The long term concepts required a complete reimagining of our data structures and the conceptual model by which users defined data relationships. In the current workflow users had to recreate data that existed outside of our application, which created a challenge to maintain accuracy. As part of the redesign I explored ways of allowing users to make direct associations between data outside our system, and automatically creating the data structures needed in the back-end.
Because this involved at big conceptual changes in the application, I held sessions with users to validate the storyboards and get their inputs on the general direction. The feedback on the direction was mixed. We got positive responses to the workflow improvements, but several users were confused with the terminology and new concepts. This insight helped drive a simplification of what gets exposed to the user and hide all the “plumbing” specific to how we make the back-end work. I then fleshed higher fidelity mockups of the long term vision.
Defining the roadmap
Throughout the project I partnered with Product Management to define a phased approach to delivering the vision experience. This was based on available resources and sequential order of solve. I fleshed out how the user experience would change on each phase and identified expected time-on-task gains per phase.
To help align the teams internally on scope and determine the work they would need to do, I created a storyboard for each phase. This was key to illustrate in a concise way how the experience evolved with each phase, before drilling into the specific details. This also helped maintain a target view of resources and time needed to complete this work.

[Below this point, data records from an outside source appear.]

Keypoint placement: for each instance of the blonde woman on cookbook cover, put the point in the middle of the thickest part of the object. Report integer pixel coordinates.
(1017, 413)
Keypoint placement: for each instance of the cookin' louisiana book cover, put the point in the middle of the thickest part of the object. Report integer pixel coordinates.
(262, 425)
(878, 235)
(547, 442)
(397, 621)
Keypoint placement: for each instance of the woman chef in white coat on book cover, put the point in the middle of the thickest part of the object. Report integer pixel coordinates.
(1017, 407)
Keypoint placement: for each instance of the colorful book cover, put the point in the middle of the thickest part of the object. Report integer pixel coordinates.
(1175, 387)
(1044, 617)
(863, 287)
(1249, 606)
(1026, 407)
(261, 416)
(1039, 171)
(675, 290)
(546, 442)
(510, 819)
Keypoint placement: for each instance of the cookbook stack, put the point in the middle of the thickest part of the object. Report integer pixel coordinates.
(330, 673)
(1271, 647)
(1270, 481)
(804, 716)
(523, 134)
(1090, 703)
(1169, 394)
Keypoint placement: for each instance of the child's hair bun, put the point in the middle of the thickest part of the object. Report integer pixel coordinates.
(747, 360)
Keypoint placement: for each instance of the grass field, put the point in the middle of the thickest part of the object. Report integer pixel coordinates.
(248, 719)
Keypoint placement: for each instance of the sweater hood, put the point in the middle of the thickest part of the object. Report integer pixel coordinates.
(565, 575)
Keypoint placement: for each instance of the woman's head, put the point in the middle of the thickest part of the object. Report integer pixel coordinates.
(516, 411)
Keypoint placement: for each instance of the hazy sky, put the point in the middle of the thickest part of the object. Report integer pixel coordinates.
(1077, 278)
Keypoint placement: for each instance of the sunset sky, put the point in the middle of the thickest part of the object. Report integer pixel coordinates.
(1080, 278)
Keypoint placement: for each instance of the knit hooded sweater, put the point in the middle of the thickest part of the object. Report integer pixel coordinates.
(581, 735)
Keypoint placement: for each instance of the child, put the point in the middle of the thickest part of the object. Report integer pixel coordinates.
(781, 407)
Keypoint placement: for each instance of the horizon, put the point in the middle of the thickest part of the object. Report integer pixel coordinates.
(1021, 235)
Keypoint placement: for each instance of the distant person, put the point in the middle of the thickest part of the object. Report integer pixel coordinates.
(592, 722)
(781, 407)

When dealing with a lot of stakeholders, level setting is key to having more productive discussions. I found the use of storyboards and flow diagrams to help teams understand the current state and customer pain points was an effective way to generate empathy for the users. This got them interested in learning more, at which time they were ready to consume a more in-depth research report I had prepared.
In large projects like this, coming up with a design solution that will solve the problem is the easiest part. The hardest part is getting teams and leadership to understand why it is a problem and the value of solving it for the success of the organization. This requires a lot of communication, coordination and aligning priorities (and budgets) to plan out the execution.